AW609 didukung sepasang mesin turboshaft Pratt & Whitney Canada PT6C-67A yang masing-masing menggerakkan proprotor berbilah tiga. Kedua mesin terpasang di ujung sayap yang bisa diposisikan pada berbagai sudut. Dalam mode helikopter, proprotor diposisikan antara sudut 75-95 derajat dan sudut 87 derajat untuk melayang secara vertikal. Dalam mode pesawat, proprotor diputar ke depan dan terkunci pada posisi sudut nol derajat, berputar pada RPM 84 persen.
Perangkat lunak kontrol penerbangan digunakan untuk menangani banyak kompleksitas transisi antara mode helikopter dan pesawat. Tersedia sistem otomatis untuk membimbing pilot dengan sudut kemiringan yang benar dan pengaturan kecepatan terbang diudara. AW609 juga dilengkapi sistem kontrol penerbangan triple-redundant digital fly-by-wire, head-up display, dan full authority digital engine controls (FADEC).

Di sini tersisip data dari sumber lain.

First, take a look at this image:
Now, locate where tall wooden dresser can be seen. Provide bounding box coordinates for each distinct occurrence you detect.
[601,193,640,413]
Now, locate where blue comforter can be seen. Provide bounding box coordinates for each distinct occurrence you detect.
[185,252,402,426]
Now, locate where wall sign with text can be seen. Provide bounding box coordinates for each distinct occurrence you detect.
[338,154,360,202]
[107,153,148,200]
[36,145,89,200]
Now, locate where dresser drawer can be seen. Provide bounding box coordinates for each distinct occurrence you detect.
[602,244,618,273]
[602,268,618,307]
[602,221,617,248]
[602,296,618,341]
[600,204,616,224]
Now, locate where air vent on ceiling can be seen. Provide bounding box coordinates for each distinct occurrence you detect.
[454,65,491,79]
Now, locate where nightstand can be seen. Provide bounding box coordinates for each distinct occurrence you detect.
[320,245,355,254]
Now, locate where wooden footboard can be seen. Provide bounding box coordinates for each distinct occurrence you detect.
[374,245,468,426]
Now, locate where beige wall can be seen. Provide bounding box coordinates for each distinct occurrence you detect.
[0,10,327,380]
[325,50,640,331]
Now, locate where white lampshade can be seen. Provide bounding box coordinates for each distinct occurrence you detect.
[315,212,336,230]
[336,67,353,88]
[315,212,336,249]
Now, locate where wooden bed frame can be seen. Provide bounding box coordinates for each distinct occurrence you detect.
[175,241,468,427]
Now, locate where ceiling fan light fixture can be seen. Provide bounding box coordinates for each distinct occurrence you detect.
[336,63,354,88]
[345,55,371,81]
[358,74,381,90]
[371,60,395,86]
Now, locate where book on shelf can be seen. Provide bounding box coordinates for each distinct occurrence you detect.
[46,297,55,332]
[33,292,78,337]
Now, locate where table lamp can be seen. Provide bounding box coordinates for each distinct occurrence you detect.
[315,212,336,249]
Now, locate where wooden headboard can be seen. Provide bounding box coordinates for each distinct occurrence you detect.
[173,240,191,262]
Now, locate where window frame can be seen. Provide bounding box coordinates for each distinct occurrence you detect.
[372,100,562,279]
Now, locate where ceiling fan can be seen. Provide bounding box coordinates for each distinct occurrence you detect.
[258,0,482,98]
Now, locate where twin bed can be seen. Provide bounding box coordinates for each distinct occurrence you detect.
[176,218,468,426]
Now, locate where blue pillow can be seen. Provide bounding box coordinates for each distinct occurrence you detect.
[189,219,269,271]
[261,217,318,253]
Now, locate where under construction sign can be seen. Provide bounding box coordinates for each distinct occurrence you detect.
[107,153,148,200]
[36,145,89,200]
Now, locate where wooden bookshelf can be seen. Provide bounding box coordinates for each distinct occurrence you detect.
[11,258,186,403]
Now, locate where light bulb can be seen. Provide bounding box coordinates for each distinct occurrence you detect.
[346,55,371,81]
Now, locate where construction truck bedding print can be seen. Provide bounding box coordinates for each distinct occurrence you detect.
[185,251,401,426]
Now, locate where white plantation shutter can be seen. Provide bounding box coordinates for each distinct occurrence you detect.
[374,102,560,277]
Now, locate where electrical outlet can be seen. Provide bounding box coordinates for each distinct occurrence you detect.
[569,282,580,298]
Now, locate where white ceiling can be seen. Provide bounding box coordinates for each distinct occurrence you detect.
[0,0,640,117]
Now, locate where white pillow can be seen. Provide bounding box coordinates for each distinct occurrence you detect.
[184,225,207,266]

Bila V-22 harus ditangani dua pilot, maka kokpit AW609 telah dirancang agar dapat diterbangkan oleh pilot tunggal saja. Begitu juga dengan kabin V-22 Osprey yang unpressurized, maka kabin AW609 bertekanan udara yang akan memberikan kenyaman kepada penumpangnya untuk bepergian hingga jarak 1.390 km dalam penerbangan selama tiga jam.
Sebagai pesawat hibrida AW609 disertifikasi sesuai dengan aturan helikopter dan juga aturan pesawat sayap tetap. Sertifikasi dari badan penerbangan Eropa EASA diperoleh AW609 pada 2016 dan menyusul dari FAA Amerika Serikat tahun 2017. Direncanakan pesawat versi produksi akan mulai diserahkan kepada pemesannya pada 2018 ini.

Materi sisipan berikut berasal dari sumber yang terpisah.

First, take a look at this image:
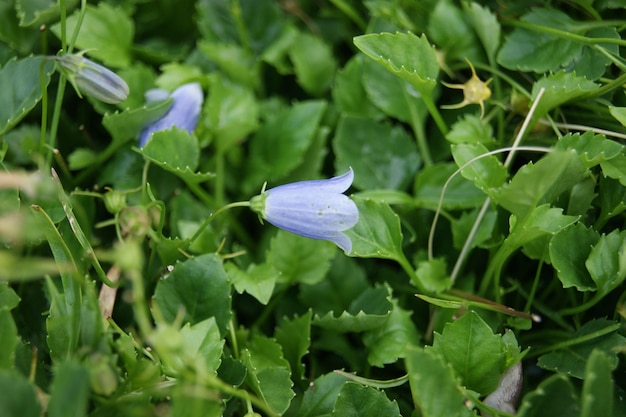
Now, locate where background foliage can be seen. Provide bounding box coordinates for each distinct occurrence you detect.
[0,0,626,417]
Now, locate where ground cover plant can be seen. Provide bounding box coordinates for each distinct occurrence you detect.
[0,0,626,417]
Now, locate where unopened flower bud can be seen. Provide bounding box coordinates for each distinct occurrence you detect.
[55,54,128,104]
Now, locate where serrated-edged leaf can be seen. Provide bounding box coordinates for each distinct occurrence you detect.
[354,33,439,96]
[313,287,393,332]
[361,58,428,123]
[580,350,615,417]
[330,382,400,417]
[48,361,89,417]
[491,150,587,217]
[585,229,626,294]
[267,230,337,285]
[498,8,582,73]
[224,263,278,305]
[102,98,172,143]
[274,310,311,381]
[531,71,599,121]
[289,32,337,96]
[15,0,78,27]
[451,143,508,192]
[412,258,452,294]
[141,127,200,171]
[241,335,295,414]
[363,299,419,367]
[446,114,495,144]
[516,374,580,417]
[405,346,473,417]
[0,370,42,417]
[345,199,404,260]
[333,116,421,190]
[433,311,506,394]
[154,250,231,334]
[331,55,383,120]
[537,319,626,379]
[555,132,624,168]
[285,372,346,417]
[0,56,54,135]
[51,3,135,67]
[549,223,600,291]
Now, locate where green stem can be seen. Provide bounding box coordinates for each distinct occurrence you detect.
[185,201,250,248]
[526,323,621,358]
[422,95,448,136]
[403,89,433,166]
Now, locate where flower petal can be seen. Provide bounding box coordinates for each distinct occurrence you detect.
[267,168,354,196]
[139,83,204,147]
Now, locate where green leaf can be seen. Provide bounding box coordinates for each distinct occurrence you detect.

Hingga Maret 2015 pihak AgustaWestland telah membukukan pesanan sebanyak 60 unit. Pesanan yang cukup signifikan datang dari perusahaan asal Inggris, Bristow Helicopters, yang mengorder 10 unit untuk digunakan sebagai angkutan lepas pantai.
Diberitakan pula varian VIP dipesan oleh miliarder ternama, pengusaha dan politisi Michael Bloomberg asal AS. Ia menempati posisi sebagai pemesan teratas dari daftar pembeli yang telah menempatkan depositnya.

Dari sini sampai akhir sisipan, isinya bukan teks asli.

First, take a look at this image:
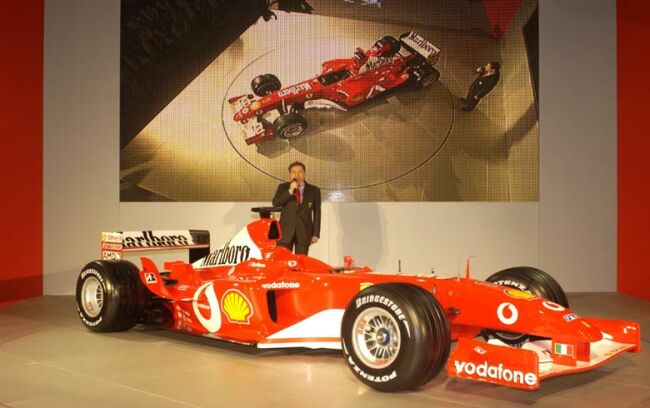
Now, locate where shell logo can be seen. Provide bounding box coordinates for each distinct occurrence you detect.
[505,288,537,300]
[221,289,253,324]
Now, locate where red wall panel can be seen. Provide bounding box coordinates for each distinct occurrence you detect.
[0,0,43,304]
[616,0,650,300]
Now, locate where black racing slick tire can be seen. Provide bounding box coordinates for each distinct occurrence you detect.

Hingga saat ini AW609 adalah satu-satunya pesawat sipil yang mengadopsi teknologi tiltrotor yang tersedia di pasaran. Dengan tidak adanya pesaing sejenis di kelasnya membuat AgustaWestland yakin AW609 bisa meraup pasar setidaknya 700 unit dalam kurun 20 tahun ke depan. Tentunya, ini sebuah nilai yang cukup menggiurkan.